Trajectory analysis of Turkey vultures

Retrieve data

library(move2)
vulture_data <-
  movebank_download_study("Turkey vultures in North and South America")
vulture_data

In this case some tracks have very long time gaps, to prevent distant points to be connected by a line we split those tracks by creating a new id.

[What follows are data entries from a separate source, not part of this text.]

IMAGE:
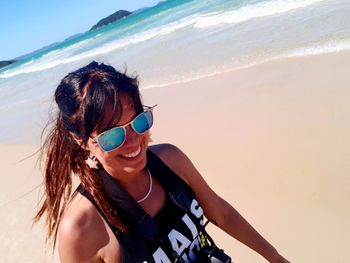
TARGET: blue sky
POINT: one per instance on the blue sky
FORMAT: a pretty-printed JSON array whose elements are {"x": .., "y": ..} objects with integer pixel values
[{"x": 29, "y": 25}]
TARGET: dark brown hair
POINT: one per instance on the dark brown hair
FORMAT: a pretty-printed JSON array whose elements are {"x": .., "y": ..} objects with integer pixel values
[{"x": 81, "y": 97}]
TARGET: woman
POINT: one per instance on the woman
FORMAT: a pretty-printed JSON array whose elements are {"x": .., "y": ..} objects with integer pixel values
[{"x": 135, "y": 203}]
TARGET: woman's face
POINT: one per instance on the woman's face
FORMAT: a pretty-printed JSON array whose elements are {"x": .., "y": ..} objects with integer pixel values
[{"x": 122, "y": 161}]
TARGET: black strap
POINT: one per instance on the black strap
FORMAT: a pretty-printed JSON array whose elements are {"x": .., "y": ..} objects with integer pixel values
[{"x": 137, "y": 218}]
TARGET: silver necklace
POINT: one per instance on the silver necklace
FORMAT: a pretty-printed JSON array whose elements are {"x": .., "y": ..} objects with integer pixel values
[{"x": 149, "y": 189}]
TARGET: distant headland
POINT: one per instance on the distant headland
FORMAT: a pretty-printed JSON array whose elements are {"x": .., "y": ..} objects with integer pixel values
[
  {"x": 111, "y": 18},
  {"x": 103, "y": 22}
]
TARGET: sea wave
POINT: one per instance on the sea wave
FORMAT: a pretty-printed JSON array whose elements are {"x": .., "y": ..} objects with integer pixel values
[{"x": 248, "y": 12}]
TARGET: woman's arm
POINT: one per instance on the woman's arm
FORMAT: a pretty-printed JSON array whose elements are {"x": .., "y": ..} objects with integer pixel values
[
  {"x": 84, "y": 236},
  {"x": 215, "y": 208}
]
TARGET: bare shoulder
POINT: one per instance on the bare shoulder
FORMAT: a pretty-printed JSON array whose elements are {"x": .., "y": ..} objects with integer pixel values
[{"x": 84, "y": 236}]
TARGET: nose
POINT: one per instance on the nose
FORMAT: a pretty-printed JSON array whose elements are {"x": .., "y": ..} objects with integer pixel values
[{"x": 131, "y": 137}]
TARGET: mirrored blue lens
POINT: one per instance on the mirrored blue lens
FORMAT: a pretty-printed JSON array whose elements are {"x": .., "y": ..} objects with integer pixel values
[
  {"x": 112, "y": 138},
  {"x": 143, "y": 122}
]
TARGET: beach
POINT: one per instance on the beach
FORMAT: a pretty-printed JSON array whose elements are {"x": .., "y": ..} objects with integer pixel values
[{"x": 271, "y": 139}]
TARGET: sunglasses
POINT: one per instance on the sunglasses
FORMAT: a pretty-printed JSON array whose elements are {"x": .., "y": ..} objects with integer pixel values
[{"x": 115, "y": 137}]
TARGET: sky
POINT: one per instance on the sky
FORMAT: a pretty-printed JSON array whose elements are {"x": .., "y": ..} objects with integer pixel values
[{"x": 30, "y": 25}]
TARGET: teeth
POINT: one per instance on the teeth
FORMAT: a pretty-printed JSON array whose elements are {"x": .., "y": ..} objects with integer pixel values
[{"x": 133, "y": 154}]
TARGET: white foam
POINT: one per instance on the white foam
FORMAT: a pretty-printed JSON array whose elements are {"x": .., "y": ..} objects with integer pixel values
[
  {"x": 321, "y": 48},
  {"x": 61, "y": 56},
  {"x": 249, "y": 12}
]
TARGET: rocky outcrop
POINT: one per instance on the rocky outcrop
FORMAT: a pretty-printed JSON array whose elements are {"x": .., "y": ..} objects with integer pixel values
[{"x": 112, "y": 18}]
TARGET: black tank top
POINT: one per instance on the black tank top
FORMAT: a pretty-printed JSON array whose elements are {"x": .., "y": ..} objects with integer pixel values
[{"x": 178, "y": 223}]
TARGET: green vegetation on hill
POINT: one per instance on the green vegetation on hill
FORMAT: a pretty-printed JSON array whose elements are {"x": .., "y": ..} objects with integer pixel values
[{"x": 4, "y": 63}]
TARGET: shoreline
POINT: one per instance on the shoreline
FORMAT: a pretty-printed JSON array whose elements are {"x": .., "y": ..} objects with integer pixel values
[{"x": 271, "y": 139}]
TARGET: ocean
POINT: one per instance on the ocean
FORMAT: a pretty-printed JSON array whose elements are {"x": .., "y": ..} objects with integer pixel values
[{"x": 174, "y": 41}]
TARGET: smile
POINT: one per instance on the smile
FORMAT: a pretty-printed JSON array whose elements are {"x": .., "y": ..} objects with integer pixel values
[{"x": 133, "y": 154}]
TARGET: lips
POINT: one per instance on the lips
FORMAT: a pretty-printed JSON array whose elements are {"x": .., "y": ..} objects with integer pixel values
[{"x": 132, "y": 154}]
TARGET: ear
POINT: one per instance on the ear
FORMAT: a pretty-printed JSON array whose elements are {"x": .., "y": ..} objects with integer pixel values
[{"x": 78, "y": 141}]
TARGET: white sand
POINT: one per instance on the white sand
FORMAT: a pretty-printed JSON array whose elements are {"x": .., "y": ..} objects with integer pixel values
[{"x": 271, "y": 139}]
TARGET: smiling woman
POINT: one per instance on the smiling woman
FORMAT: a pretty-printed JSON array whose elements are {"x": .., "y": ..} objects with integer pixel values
[{"x": 135, "y": 203}]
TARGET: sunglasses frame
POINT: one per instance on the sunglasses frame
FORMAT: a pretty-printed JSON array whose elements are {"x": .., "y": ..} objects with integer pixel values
[{"x": 146, "y": 108}]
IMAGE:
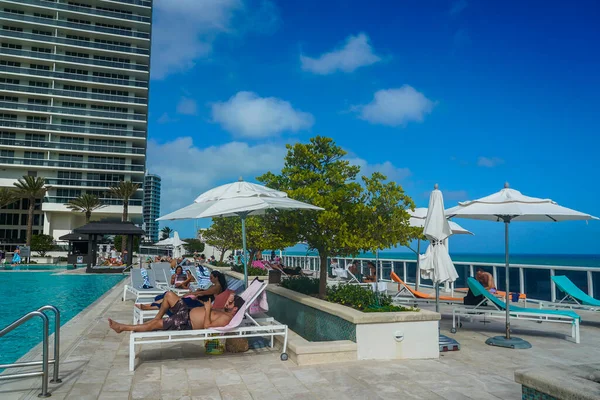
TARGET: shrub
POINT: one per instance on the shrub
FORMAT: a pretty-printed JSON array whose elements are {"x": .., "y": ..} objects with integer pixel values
[{"x": 302, "y": 284}]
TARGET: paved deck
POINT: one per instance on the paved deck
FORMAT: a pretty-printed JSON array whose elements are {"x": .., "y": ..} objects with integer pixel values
[{"x": 95, "y": 363}]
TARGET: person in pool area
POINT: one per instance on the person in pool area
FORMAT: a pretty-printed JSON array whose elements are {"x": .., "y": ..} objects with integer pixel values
[
  {"x": 168, "y": 300},
  {"x": 184, "y": 318},
  {"x": 486, "y": 279}
]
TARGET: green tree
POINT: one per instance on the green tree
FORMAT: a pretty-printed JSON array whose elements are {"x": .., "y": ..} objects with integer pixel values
[
  {"x": 124, "y": 191},
  {"x": 224, "y": 235},
  {"x": 7, "y": 196},
  {"x": 30, "y": 188},
  {"x": 86, "y": 203},
  {"x": 360, "y": 213},
  {"x": 120, "y": 240},
  {"x": 194, "y": 245},
  {"x": 42, "y": 244},
  {"x": 165, "y": 232}
]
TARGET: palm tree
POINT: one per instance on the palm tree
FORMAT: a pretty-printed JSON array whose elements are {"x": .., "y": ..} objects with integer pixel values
[
  {"x": 7, "y": 196},
  {"x": 86, "y": 203},
  {"x": 124, "y": 191},
  {"x": 31, "y": 188},
  {"x": 166, "y": 232}
]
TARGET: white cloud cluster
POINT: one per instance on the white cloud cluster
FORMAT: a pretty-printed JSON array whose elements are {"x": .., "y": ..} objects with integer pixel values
[
  {"x": 247, "y": 115},
  {"x": 396, "y": 107},
  {"x": 489, "y": 162},
  {"x": 356, "y": 52},
  {"x": 184, "y": 30}
]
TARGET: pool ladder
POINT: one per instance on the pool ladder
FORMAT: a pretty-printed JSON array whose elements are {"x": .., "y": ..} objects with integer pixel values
[{"x": 45, "y": 338}]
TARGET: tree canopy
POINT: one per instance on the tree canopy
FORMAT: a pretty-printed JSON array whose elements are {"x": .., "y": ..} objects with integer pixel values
[{"x": 361, "y": 213}]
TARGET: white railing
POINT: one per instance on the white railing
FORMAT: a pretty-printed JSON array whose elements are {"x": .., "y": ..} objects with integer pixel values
[{"x": 386, "y": 265}]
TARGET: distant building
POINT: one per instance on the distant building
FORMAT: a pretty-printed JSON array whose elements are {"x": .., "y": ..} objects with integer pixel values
[{"x": 151, "y": 207}]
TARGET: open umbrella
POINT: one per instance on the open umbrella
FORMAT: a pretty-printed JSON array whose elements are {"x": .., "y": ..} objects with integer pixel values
[
  {"x": 436, "y": 264},
  {"x": 238, "y": 199},
  {"x": 417, "y": 220},
  {"x": 506, "y": 206}
]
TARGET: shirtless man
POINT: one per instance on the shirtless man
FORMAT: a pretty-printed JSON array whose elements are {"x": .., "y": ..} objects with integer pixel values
[
  {"x": 486, "y": 279},
  {"x": 185, "y": 319}
]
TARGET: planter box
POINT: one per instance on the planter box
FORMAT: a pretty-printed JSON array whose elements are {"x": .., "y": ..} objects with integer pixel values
[{"x": 378, "y": 336}]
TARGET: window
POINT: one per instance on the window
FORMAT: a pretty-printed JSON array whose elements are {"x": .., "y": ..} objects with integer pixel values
[
  {"x": 71, "y": 139},
  {"x": 12, "y": 28},
  {"x": 73, "y": 105},
  {"x": 10, "y": 63},
  {"x": 38, "y": 66},
  {"x": 38, "y": 84},
  {"x": 12, "y": 46},
  {"x": 115, "y": 59},
  {"x": 75, "y": 37},
  {"x": 76, "y": 54},
  {"x": 76, "y": 71},
  {"x": 40, "y": 15},
  {"x": 38, "y": 32},
  {"x": 38, "y": 101},
  {"x": 75, "y": 88},
  {"x": 41, "y": 49}
]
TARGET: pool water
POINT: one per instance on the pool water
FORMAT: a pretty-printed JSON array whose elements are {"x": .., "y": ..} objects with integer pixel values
[{"x": 23, "y": 292}]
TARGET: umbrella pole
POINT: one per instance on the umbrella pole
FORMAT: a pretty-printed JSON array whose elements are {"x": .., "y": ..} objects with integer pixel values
[{"x": 244, "y": 255}]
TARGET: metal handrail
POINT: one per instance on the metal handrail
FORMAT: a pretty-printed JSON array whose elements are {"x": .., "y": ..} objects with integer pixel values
[{"x": 45, "y": 361}]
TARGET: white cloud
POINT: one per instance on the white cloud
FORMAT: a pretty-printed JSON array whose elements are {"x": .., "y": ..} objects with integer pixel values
[
  {"x": 187, "y": 170},
  {"x": 247, "y": 115},
  {"x": 184, "y": 30},
  {"x": 356, "y": 52},
  {"x": 396, "y": 107},
  {"x": 457, "y": 7},
  {"x": 489, "y": 162},
  {"x": 187, "y": 106}
]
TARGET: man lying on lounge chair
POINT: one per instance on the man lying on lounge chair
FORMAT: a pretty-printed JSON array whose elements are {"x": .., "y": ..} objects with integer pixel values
[{"x": 185, "y": 319}]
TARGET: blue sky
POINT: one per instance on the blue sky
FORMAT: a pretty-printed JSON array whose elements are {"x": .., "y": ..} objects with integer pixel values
[{"x": 467, "y": 94}]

library(dplyr, quietly = TRUE)
library(ggplot2, quietly = TRUE)
library(rnaturalearth, quietly = TRUE)
library(units, quietly = TRUE)
vulture_lines <- vulture_data %>%
  mutate_track_data(name = individual_local_identifier) %>%
  mutate(
    large_gaps = !(mt_time_lags(.) < set_units(1500, "h") |
      is.na(mt_time_lags(.))),
    track_sub_id = cumsum(lag(large_gaps, default = FALSE)),
    new_track_id = paste(mt_track_id(.), track_sub_id)
  ) %>%
  mt_set_track_id("new_track_id") %>%
  mt_track_lines()
ggplot() +
  geom_sf(data = ne_coastline(returnclass = "sf", 50)) +
  theme_linedraw() +
  geom_sf(
    data = vulture_lines,
    aes(color = name)
  ) +
  coord_sf(
    crs = sf::st_crs("+proj=aeqd +lon_0=-83 +lat_0=8 +units=km"),
    xlim = c(-3500, 3800), ylim = c(-4980, 4900)
  )

Categorize seasons

library(magrittr, quietly = TRUE)
library(lubridate, quietly = TRUE)
vulture_data <- vulture_data %>% mutate(
  month = month(mt_time(), label = TRUE, abbr = FALSE),
  season = recode_factor(month,
    January = "Wintering", February = "Wintering",
    March = "Wintering", April = "North migration",
    May = "North migration", June = "Breeding",
    July = "Breeding", August = "Breeding",
    September = "South migration", October = "South migration",
    November = "Wintering", December = "Wintering"
  ),
  # Here we change season to NA if the next location is either from
  # a different track or season
  season = if_else(season == lead(season, 1) &
    mt_track_id() == lead(mt_track_id(), 1),
  season, NA
  )
)

Annotate speed and azimuth to the trajectory.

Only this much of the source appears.